[Piwoslaw]

In the September issue of Auto, Motor i Sport (Polish version of Auto, Motor und Sport) there is an interview BMW aerodynamicist Hans Kerschbaum. I've translated parts as it may be of interest to fellow Ecomodders:

The aerodynamics of cars is too complicated for pure theoretical reasoning, that's why the field is composed mostly of testing and research. Every detail has an effect on every other and there is no sense in changing something in the body, for example, without keeping an eye on its effect on the wheelwells, everything is interdependent. Let's say you start with cleaning up something in the wheels and wheelwells. This effects the airflow under the car, so you have to do some work there. This changes the distribution of pressure behind the car, so you have to do something on the body, which makes you return to the wheelwells. This is what happens every time.

Every car shape can be characterized by three parameters: coefficient of air drag and the lift force at the front and rear axle.

Getting the right lift is extremely hard and has a lot to do with suspension.

Today it is impossible to separate styling and aerodynamics. The interrelations between them are sometimes good, but often contradictory. For an engineer it is important to have good airflow on the corners and sides of the body, control the turbulence at the A-pillars and the mirrors (which are a small catastrophe from the aerodynamic point of view), and make sure that airflow detaches in the right places at the rear. At the same time you must minimalize the amount of dirt that sticks to the headlights and windshield and make sure that noise stays at an acceptable level. Of course, stylists want an nice body with a long front and short rear, because that shape is regarded as attractive and dynamic. On the other hand, it would be much more effective if the front was shorter and the rear longer.

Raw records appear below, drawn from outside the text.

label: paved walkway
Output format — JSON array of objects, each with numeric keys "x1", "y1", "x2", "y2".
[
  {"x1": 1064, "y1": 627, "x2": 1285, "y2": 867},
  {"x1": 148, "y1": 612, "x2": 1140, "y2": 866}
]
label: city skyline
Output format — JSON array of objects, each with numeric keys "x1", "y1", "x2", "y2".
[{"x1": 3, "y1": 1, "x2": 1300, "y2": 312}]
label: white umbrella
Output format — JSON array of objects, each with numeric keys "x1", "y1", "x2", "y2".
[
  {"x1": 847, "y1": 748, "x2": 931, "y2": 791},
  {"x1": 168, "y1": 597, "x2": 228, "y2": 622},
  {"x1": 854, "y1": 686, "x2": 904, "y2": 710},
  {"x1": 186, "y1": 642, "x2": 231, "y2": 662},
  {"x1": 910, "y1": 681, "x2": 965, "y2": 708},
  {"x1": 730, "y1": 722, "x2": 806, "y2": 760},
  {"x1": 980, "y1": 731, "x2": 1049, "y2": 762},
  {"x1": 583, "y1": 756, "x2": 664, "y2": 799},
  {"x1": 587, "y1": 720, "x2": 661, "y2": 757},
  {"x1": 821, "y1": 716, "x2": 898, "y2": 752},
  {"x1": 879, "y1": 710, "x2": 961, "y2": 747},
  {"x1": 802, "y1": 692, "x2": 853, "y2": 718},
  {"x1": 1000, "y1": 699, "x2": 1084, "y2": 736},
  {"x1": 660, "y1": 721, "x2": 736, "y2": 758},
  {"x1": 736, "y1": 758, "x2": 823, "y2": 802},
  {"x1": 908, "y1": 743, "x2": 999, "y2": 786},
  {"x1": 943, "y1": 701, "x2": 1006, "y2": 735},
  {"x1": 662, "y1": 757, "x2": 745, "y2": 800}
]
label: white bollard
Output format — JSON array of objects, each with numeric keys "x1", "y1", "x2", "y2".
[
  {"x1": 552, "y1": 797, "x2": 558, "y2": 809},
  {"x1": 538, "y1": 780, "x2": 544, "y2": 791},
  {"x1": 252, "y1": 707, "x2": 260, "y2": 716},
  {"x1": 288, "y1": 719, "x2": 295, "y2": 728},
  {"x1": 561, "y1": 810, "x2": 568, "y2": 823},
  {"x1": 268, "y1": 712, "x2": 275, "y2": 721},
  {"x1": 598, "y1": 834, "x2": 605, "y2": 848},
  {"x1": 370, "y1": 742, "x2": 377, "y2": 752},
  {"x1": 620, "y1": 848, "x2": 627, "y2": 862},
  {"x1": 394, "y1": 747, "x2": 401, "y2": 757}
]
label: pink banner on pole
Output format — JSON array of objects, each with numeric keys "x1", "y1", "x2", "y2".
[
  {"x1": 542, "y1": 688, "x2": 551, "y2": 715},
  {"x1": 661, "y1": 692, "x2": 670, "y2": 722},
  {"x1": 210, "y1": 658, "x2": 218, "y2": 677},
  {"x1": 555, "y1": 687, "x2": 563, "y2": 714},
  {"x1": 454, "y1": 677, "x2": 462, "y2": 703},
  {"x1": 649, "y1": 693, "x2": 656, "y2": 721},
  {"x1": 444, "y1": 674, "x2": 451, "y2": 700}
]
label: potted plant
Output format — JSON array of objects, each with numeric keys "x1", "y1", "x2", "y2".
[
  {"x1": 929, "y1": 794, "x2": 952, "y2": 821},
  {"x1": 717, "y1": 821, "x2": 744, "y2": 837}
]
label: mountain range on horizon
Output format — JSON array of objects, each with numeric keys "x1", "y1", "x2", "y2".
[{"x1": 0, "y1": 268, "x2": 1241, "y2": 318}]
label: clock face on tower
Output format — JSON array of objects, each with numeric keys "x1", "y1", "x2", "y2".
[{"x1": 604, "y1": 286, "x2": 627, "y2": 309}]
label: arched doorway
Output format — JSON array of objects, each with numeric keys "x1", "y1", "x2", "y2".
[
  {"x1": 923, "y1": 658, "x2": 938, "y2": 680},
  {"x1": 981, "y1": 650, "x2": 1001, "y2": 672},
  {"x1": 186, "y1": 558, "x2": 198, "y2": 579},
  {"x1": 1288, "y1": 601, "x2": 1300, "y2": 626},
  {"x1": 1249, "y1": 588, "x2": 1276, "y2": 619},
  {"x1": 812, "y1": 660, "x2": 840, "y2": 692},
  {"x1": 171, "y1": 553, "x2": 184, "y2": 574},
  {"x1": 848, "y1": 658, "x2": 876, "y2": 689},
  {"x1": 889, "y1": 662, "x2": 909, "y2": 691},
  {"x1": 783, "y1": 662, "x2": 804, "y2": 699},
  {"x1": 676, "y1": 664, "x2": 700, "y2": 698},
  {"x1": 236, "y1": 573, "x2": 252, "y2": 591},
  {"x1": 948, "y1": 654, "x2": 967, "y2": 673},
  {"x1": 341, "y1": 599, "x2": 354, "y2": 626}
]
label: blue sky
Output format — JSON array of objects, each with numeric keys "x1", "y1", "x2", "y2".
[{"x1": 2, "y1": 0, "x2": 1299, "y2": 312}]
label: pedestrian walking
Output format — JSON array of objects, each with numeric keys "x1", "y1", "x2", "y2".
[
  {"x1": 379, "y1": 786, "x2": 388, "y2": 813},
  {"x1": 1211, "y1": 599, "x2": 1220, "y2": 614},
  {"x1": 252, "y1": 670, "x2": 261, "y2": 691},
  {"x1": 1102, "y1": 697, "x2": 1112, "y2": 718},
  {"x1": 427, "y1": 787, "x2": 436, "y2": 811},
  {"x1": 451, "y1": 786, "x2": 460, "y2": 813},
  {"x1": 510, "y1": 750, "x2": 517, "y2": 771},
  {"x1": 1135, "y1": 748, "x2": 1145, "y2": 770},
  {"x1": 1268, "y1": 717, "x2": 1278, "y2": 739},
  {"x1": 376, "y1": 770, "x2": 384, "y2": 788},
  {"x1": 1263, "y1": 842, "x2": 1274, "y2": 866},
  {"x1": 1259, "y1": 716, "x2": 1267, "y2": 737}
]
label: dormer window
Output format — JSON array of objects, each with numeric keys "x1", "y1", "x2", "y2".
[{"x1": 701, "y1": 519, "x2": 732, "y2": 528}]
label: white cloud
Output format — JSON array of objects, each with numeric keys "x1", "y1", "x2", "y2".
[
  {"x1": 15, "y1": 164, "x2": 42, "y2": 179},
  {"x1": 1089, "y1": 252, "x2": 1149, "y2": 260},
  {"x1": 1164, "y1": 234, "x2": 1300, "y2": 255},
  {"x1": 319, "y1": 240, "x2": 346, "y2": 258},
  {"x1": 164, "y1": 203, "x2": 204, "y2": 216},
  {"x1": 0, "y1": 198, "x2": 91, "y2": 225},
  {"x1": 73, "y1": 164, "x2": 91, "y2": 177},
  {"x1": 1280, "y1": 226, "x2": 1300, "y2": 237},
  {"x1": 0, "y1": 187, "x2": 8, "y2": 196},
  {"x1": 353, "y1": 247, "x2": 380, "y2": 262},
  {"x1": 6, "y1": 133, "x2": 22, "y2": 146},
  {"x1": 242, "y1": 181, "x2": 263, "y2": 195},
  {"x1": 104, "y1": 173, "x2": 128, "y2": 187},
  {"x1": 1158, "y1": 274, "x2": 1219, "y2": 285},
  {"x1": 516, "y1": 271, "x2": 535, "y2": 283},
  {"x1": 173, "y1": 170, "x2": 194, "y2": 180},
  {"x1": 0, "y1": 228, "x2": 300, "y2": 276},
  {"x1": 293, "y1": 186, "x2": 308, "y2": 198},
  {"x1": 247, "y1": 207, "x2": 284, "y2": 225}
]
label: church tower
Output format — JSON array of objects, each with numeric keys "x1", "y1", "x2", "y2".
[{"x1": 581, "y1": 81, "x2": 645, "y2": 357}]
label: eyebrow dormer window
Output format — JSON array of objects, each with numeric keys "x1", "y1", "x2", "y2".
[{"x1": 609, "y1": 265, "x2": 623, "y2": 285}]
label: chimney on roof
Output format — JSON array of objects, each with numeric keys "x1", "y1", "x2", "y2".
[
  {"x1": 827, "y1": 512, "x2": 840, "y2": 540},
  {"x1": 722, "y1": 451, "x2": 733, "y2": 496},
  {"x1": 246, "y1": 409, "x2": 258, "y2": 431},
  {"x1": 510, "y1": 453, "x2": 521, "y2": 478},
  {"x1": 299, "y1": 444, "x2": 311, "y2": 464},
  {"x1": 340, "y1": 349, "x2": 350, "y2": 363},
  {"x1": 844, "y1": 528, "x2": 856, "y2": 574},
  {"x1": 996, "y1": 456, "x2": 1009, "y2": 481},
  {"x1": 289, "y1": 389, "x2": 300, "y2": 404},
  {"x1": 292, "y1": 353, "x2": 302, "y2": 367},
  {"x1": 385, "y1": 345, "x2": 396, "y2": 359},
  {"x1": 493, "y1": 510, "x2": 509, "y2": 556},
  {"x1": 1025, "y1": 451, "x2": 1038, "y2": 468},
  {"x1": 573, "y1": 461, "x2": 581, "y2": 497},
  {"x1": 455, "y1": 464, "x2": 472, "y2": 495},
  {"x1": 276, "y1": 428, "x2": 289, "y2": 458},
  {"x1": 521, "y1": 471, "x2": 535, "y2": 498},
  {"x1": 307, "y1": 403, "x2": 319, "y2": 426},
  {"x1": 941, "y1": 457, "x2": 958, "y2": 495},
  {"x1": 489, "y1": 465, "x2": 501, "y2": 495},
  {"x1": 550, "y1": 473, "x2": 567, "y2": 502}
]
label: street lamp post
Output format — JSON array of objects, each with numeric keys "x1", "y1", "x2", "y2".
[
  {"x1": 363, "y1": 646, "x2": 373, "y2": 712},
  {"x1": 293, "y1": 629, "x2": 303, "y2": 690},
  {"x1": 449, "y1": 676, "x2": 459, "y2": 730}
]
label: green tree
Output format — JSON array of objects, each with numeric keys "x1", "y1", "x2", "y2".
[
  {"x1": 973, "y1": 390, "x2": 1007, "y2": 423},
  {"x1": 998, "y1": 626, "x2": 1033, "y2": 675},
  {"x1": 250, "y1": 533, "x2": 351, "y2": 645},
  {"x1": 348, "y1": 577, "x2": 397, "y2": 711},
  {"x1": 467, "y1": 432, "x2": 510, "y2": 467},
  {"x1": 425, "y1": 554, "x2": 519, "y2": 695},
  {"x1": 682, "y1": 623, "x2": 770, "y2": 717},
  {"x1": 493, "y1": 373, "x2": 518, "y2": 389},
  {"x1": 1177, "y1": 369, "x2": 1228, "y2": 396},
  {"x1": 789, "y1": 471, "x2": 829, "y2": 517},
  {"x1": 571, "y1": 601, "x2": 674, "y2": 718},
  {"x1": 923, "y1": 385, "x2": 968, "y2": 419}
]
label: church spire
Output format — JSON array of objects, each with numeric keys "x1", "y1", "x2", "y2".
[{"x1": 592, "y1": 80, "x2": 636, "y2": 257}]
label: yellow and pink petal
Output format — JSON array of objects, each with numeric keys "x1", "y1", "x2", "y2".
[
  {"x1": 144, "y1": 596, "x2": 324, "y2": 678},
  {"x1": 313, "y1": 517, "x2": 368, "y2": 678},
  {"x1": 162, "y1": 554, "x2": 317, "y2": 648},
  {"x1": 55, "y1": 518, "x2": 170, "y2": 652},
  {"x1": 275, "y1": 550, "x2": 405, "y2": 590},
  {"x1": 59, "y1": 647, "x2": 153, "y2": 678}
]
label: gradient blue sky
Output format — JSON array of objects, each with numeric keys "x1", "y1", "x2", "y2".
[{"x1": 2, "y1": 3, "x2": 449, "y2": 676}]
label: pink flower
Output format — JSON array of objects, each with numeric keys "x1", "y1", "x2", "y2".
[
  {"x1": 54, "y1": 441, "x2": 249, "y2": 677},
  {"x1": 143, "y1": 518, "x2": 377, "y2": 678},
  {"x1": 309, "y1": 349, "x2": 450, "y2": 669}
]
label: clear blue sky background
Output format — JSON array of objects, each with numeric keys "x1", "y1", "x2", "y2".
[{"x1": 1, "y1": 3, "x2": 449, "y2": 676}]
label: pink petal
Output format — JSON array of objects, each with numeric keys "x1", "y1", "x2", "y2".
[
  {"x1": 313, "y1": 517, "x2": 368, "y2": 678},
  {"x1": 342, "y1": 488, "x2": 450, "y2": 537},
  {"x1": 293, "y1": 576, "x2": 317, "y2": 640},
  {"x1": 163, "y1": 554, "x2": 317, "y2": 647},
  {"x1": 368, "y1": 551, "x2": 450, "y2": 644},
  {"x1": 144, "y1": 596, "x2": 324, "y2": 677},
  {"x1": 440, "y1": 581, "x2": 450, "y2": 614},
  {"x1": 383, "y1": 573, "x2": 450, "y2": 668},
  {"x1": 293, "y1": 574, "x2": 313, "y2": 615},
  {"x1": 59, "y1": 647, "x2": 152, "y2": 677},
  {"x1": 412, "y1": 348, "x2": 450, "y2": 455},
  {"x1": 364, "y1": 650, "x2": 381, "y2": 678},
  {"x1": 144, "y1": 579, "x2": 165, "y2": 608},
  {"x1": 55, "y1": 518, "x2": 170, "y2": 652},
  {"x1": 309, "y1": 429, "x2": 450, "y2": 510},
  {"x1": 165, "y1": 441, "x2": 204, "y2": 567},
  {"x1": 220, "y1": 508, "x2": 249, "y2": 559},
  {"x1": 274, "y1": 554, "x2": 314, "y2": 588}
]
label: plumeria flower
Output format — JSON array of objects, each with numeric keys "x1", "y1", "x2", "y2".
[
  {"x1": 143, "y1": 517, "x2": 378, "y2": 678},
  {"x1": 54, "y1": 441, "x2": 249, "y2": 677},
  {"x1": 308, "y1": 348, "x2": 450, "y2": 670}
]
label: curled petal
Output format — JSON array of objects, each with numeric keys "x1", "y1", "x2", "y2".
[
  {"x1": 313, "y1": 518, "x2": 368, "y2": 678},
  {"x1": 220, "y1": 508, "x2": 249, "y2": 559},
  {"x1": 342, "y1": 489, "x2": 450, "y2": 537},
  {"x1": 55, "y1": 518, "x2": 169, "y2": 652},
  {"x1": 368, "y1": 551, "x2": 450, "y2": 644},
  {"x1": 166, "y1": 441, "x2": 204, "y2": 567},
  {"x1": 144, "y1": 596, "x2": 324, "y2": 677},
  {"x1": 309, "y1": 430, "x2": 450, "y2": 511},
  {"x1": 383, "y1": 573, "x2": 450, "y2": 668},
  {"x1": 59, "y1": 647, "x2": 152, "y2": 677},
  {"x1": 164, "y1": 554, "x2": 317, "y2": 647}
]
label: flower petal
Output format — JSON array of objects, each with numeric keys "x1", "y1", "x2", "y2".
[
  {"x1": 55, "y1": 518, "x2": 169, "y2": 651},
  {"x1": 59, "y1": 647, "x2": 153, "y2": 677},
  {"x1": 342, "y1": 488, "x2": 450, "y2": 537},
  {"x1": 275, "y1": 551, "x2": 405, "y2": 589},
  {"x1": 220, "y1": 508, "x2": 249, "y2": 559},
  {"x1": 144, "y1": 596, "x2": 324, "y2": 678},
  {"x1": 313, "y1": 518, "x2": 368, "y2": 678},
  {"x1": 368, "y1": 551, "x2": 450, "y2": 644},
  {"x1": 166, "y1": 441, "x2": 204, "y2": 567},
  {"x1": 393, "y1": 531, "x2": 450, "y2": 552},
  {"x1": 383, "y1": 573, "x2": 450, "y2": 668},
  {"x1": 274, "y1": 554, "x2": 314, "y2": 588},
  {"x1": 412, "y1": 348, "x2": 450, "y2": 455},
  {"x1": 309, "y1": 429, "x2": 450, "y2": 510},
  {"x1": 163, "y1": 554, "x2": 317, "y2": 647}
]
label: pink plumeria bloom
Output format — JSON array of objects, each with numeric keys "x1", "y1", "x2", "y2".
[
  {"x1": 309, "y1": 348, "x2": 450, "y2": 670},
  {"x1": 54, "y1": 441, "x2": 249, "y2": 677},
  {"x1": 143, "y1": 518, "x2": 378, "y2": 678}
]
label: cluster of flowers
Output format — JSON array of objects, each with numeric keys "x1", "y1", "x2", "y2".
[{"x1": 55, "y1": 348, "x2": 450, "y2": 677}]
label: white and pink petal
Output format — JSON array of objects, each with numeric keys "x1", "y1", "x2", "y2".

The classic discrepancies between styling and aerodynamics show up in roadsters. The problem with a car such as the Z4 is the terribly short rear, but it's hard to imagine a BMW roadster of different proportions. This is regarded as beautiful, it's enough to see how people look at the car. But the aerodynamicists have a headache trying to raise the rear and shape it to reduce the lift there.

As much as 30% of drag comes from the wheels and wheelwells - this the critical area, still not understood well. One of the funny things is that the drag coefficient of a car is about 0.01 smaller when the wheels are spinning. The basic principle is to leave as little room as possible between the wheel and wheelwell. If you think that this shouldn't be a problem for stylists, then take a look at SUV's...

Another delicate problem is the wheel's rim. It would be best if it could be covered with something flat, but then the wheel wouldn't look so attractive and may have problems with brake heat, especially in the front. That's why we won't see flat, full hubcaps any time soon.

Airflow under the car is responsible for 1/5 of the drag. It should be smooth, so more and more often belly panels are used. Another problematic area is the engine bay. It can't be totally closed off, but there shouldn't be too much airflow either, so the grille holes can't be unnessesarily big. That's why stylist can change their shape, but their area gets determined in the wind tunnel. This illustrates why the same car with different engines may have different drag coefficients. For example, the Cx of the X6 xDrive30d is 0.33, while for the X6 xDrive50i it's 0.36, mostly because of a larger grille, but also because of wider tires. BMW uses venecian-blind style grilles that close when the engine doesn't need cooling. The wind tunnel also dictates where opennings should be placed. For example, in today's cars the air no longer exits around the transmission but through the wheelwells, where there is a lowpressure zone that sucks the air out.

So what does the future hold for aerodynamics? More research into wheelwells, which cause a lot of turbulence.

Air drag comes from:
40% shape and proportions of the body,
30% wheelwells,
20% under the car,
10% airflow through the engine bay.